Federal government searches of travelers' cellphones and computers has skyrocketed to alarming levels, according to a new lawsuit filed in federal court Tuesday.
What are the details?
The lawsuit claims that since 2015, government searches of travelers' personal technology items has quadrupled in what amounts to a violation of the First and Fourth Amendments because the searches are conducted without a warrant.
To make matters worse, the lawsuit claims the searches "were being done for reasons beyond customs and immigration enforcement," The Associated Press reported.

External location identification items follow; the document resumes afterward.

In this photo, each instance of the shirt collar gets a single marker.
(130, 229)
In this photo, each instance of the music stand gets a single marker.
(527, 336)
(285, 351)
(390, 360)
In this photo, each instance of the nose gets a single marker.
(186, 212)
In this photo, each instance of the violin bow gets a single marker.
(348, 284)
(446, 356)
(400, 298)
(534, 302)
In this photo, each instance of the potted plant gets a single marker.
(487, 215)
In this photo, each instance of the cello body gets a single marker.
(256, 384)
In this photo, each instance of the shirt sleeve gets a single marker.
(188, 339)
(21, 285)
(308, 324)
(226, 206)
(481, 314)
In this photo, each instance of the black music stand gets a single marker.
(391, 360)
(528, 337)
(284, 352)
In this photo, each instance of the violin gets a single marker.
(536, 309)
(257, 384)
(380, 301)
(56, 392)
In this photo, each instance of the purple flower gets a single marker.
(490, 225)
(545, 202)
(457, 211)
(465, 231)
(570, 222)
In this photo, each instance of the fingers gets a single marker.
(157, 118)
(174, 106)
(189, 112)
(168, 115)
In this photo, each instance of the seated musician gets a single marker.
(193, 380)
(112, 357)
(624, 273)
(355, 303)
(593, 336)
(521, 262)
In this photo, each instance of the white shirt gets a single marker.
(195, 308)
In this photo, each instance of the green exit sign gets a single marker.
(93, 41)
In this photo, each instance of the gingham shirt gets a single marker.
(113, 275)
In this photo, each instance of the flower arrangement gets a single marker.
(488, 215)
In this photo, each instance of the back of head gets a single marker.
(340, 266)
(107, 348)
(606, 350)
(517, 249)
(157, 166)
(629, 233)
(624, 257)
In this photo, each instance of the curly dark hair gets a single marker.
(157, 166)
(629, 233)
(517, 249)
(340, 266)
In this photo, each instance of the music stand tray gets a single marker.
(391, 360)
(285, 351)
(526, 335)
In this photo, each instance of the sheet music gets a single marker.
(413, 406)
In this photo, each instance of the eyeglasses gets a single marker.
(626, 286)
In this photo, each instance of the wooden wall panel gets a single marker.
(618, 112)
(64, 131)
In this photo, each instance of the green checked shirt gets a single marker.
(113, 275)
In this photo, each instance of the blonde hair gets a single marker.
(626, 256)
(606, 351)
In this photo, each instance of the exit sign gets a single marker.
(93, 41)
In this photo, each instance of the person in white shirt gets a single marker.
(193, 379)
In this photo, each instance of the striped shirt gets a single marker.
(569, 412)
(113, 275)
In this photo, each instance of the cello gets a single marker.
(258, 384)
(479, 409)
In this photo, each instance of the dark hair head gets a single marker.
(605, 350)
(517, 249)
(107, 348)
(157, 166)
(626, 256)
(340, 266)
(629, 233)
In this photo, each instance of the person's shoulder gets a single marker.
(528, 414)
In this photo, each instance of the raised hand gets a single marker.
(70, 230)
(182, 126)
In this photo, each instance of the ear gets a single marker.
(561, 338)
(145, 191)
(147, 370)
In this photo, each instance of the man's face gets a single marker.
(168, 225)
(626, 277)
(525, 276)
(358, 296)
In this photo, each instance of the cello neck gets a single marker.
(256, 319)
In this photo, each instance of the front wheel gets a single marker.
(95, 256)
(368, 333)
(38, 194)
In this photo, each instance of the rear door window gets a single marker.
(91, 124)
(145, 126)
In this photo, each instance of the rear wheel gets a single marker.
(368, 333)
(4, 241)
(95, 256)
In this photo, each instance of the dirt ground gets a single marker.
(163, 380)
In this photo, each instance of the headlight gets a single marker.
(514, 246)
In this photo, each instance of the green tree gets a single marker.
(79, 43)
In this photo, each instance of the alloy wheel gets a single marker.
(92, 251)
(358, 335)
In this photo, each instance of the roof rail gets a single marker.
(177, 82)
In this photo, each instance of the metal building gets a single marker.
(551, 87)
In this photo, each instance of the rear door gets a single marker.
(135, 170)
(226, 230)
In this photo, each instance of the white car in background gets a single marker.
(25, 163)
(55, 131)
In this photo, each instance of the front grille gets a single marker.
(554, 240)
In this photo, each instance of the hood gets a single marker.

The American Civil Liberties Union and Electronic Frontier Foundation, the organizations that filed the lawsuit, say Customs and Border Protection and Immigration and Customs Enforcement agents often conduct "general law enforcement" searches to gather intelligence, advance criminal investigations, and assist in the enforcement of bankruptcy, tax, consumer-protection, and even environmental law.
However, the government maintains searches are both rare and only conducted in the interest of traveler safety.
Nathan Freed Wessler, an ACLU attorney, disagrees.
"We are alarmed by the extent to which the government is using the pretext of the border to make an end-run around the Constitution," Wessler told NBC News. "Last year, CBP conducted more than 33,000 border device searches, almost four times the number from just three years earlier. That is not rare. But even if it were, it's still unconstitutional."
Still, the government argues the "border search exemption" — which allows almost limitless searches within 100 miles of the U.S. border — permits customs agents to conduct the warrantless searches. The Supreme Court has routinely upheld this exemption with the exception of vehicle searches outside of checkpoints.
Plaintiffs are asking that the warrantless searches end. Federal Judge Denise J. Casper will hear the case this July.